O processo de compra naufragou novamente. Antes que saísse do controle e houvesse uma investigação federal, a Polícia Civil da Bahia realizou no dia 1º de junho de 2020 a operação Ragnarok com a prisão da dona da Hempcare, Cristiana Prestes, do sócio dela, Luiz Henrique Ramos, que foram detidos em Brasília, e o empresário Paulo de Tarso, da Biogeoenergy (que fabricaria os respiradores) capturado no Rio de Janeiro.

A operação, conforme explicou a delegada Fernanda Asfora, coordenadora do setor de Crimes Econômicos e Contra a Administração Pública ao site G1 Bahia, se deu a partir de um inquérito policial instaurado, que tinha como objetivo apurar as fraudes no âmbito da contratação do Consórcio Nordeste com a empresa Hempcare, na compra de 300 ventiladores clínicos de UTI, que seriam distribuídos para todos os estados do nordeste. A Bahia receberia 60 respiradores e os demais estados ficariam com 30 cada. Por envolver Governadores e vários estados, a investigação foi federalizada indo para o MPF e o processo deixando o TJ-BA subindo para o Superior Tribunal de Justiça (STJ). Membro da comissão que fiscaliza as ações do Consórcio Nordeste, o deputado estadual da Bahia Paulo Câmara (PSDB) declarou, em uma live promovida pelo site Política Livre, em 15 de junho de 2020, que o governador Rui Costa (PT) está “visivelmente transtornado” após a apuração da suposta fraude dos respiradores ter saído das mãos da Procuradoria-Geral da Bahia (PGE-BA) e ido direto para a esfera federal.
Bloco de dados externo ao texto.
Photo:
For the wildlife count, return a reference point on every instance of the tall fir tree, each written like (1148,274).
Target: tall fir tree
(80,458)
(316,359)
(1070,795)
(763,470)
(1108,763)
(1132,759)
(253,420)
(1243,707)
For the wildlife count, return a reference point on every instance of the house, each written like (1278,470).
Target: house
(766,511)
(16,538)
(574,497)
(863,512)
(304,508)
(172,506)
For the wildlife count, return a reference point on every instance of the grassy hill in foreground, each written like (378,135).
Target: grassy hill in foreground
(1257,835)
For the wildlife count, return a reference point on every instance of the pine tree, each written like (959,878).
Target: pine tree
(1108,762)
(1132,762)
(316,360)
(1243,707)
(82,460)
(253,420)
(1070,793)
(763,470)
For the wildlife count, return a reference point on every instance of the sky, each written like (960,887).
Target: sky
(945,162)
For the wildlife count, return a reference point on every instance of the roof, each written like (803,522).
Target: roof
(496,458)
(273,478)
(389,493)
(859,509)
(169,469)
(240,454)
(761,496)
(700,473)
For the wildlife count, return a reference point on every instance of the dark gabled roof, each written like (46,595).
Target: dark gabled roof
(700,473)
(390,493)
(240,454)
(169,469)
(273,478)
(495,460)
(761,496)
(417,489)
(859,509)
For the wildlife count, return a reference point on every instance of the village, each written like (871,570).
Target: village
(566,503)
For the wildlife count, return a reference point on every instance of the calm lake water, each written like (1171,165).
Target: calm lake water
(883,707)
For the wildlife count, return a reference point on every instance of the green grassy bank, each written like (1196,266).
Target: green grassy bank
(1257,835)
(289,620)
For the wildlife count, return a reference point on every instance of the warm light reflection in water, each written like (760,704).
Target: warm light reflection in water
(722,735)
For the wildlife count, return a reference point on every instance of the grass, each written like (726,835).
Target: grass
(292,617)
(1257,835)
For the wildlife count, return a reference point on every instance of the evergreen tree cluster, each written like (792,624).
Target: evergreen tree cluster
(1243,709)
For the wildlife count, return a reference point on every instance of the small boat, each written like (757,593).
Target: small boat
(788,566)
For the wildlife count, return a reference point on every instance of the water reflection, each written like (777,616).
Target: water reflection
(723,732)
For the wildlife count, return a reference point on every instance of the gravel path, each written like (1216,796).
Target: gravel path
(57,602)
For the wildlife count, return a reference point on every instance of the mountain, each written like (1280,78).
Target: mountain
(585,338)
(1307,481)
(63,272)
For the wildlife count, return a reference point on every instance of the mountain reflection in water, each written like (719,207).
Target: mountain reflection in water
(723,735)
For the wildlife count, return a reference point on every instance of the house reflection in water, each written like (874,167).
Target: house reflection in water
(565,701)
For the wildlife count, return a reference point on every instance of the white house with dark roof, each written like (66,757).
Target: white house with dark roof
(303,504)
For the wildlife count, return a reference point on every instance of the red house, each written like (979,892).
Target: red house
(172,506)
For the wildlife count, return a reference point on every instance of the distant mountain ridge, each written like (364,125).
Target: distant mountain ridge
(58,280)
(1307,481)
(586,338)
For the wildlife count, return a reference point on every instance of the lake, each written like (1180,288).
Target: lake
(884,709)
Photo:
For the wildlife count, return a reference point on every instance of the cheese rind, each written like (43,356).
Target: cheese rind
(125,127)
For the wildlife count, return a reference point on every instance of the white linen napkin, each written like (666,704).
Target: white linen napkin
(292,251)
O site publicou: “No bate-papo online conduzido pelo editor Raul Monteiro, o parlamentar disse também enxergar a Operação Ragnarok, deflagrada pela Polícia Civil da Bahia, como uma espécie de “vacina utilizada pelo Governo da Bahia”. Para ele, a intervenção, que prendeu três pessoas acusadas do golpe, serviu para blindar o Estado para o eventual surgimento de “uma coisa maior”, como classificou. O Política Livre revelou “O tucano lembrou, ainda, da delação feita pela empresária Cristiana Prestes Taddeo, dona da Hempcare, envolvida no caso. Em depoimento, ela acusou o ex-secretário da Casa Civil, Bruno Dauster, de ter sugerido um aditivo no contrato para aumentar o valor dos respiradores comprados.” Afirmou o deputado estadual Paulo Câmara ao site “o Dauster está aí pedindo para superfaturar o contrato de R$ 20 mil para R$ 35 mil dólares, segundo a empresária Cristiana Prestes. Ela usou esse termo. Ela disse que ‘ele quer estuprar o estado da Bahia’. Olhe o nível. Uma empresária dizendo que o secretário da Casa Civil quer estuprar o estado com superfaturamento. É o depoimento dela. Não estou inventando. E você quer que eu não cobre o governador por uma resposta? Essa é uma ação total e exclusiva do meu estado”, concluiu o parlamentar ao Política Livre. Nenhum centavo dos R$ 48 milhões foi recuperado.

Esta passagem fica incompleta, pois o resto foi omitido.